Macron alerte sur la résurgence de l’antisémitisme
Emmanuel Macron a présidé la cérémonie nationale, en présence de descendants d’Alfred Dreyfus, selon RTL Infos. Le président a profité de cet hommage pour appeler à la vigilance face au retour de l’antisémitisme et à honorer les Justes sur les lieux mêmes où ils ont sauvé des personnes juives, toujours d’après RTL Infos.
Sur le réseau social X, la mairie de Paris Centre a confirmé le déroulé de la matinée : le maire du secteur a salué l’inauguration de cette statue intitulée « Hommage au capitaine Dreyfus ». L’adjointe Dorine Bregman a également fait état de sa présence aux côtés du chef de l’État pour cette inauguration.

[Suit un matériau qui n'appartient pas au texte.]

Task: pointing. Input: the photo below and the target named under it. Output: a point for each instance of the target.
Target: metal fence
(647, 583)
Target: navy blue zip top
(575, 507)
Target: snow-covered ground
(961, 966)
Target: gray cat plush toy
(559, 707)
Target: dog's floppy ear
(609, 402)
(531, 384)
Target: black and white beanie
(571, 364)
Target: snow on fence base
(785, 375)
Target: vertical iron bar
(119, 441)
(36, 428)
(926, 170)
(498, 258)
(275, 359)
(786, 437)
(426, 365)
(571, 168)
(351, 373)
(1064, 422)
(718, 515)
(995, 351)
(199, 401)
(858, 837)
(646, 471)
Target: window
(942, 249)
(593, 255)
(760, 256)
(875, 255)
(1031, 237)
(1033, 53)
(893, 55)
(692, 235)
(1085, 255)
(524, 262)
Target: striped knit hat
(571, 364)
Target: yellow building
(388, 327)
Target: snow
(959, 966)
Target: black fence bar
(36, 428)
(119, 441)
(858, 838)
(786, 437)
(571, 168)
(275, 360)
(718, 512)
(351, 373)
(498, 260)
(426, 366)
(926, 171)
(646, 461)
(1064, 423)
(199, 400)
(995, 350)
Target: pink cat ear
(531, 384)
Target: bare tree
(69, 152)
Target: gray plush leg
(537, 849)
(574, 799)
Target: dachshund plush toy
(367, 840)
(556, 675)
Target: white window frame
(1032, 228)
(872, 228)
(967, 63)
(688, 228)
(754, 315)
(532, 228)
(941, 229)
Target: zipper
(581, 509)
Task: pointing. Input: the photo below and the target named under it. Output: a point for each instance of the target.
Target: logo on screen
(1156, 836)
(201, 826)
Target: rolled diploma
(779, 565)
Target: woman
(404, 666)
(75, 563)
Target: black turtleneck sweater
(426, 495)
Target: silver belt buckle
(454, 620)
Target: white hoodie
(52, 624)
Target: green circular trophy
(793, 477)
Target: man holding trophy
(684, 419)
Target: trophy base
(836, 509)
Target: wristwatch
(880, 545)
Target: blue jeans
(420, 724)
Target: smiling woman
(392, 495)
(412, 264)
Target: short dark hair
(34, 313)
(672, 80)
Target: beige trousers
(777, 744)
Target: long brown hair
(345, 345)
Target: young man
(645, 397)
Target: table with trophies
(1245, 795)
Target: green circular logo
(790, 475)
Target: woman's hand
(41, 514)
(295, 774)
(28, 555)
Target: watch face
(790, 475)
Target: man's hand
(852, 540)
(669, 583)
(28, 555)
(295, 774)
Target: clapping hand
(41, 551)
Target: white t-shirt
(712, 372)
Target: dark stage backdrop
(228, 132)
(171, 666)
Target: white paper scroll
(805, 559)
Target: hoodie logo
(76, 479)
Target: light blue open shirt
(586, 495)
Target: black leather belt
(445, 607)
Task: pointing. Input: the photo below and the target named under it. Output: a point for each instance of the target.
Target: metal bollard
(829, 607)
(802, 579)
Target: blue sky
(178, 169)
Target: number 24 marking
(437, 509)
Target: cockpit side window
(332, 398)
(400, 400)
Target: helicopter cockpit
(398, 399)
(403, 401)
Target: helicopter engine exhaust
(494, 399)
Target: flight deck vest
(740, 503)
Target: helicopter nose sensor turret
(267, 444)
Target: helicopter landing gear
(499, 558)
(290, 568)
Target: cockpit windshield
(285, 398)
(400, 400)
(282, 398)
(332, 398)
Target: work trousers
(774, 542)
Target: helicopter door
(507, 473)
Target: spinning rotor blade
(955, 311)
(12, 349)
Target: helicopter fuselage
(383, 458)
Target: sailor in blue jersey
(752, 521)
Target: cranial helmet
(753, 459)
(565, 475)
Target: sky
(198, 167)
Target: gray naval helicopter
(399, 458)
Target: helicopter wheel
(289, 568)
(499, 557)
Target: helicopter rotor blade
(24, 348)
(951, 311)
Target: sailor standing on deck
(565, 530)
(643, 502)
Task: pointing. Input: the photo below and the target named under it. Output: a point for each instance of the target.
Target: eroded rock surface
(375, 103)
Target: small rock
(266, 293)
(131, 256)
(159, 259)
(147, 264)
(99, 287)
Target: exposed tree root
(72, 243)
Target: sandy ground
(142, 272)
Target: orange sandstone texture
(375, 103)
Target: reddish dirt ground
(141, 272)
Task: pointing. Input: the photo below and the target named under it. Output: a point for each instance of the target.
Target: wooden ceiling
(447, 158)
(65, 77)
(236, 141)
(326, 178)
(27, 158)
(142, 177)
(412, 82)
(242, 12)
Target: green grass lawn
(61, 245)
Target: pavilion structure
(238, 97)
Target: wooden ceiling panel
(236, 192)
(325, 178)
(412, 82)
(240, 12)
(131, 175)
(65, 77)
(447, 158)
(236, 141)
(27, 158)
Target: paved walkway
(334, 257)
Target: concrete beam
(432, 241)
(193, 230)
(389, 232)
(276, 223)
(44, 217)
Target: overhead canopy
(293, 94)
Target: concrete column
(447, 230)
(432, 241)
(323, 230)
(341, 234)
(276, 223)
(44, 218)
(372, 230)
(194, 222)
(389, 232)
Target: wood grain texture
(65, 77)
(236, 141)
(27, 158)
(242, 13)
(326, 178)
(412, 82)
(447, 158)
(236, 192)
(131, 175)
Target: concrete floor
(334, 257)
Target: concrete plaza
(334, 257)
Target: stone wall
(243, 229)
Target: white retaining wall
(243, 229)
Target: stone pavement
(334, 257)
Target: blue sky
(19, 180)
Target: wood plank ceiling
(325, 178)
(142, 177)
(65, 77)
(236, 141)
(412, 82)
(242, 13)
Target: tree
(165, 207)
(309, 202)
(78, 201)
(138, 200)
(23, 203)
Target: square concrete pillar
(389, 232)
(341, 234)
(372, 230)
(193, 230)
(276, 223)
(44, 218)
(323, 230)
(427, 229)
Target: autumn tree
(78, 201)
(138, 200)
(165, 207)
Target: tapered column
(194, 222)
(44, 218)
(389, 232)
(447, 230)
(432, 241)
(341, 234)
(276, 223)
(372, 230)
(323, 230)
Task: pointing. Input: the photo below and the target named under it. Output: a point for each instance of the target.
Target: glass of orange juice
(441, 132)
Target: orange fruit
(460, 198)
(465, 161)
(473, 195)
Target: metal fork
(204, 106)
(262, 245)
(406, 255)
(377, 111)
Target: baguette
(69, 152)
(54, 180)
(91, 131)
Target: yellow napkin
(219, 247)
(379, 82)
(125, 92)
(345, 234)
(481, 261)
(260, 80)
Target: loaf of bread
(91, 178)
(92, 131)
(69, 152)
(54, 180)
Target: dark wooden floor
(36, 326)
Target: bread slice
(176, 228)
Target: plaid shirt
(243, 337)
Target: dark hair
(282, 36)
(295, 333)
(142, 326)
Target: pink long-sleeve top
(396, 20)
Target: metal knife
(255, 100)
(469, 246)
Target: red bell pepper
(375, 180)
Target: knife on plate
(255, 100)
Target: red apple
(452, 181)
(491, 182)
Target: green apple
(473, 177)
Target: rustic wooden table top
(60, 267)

Une journée désormais inscrite au calendrier national
Le décret n° 2026-598, signé le 7 juillet 2026 et publié au Journal officiel, institue la Journée nationale de commémoration de la reconnaissance de l’innocence d’Alfred Dreyfus, selon Légifrance. Elle se tiendra désormais chaque année à la même date. D’autres cérémonies ont eu lieu ce même 12 juillet en région, notamment à Dijon, où une commémoration a également été organisée contre l’antisémitisme.
Contexte à Paris Centre
La Cour de cassation se trouve sur l’île de la Cité, au cœur du secteur Paris Centre, qui regroupe les quatre premiers arrondissements de la capitale. Ce quartier concentre une grande partie des institutions judiciaires et patrimoniales de la ville, entre Palais de justice, cathédrale Notre-Dame et Hôtel de Ville. L’installation définitive de la statue Dreyfus à cet endroit ancre la mémoire de la réhabilitation judiciaire au plus près du lieu où elle a été prononcée en 1906. D’autres hommages officiels ont marqué le mois de juillet ailleurs en France, comme à Cayenne lors de la Journée de la Police Nationale.
La cérémonie de ce 12 juillet s’inscrit ainsi dans un calendrier commémoratif encore récent, dont les prochaines éditions annuelles permettront de mesurer la portée dans la durée.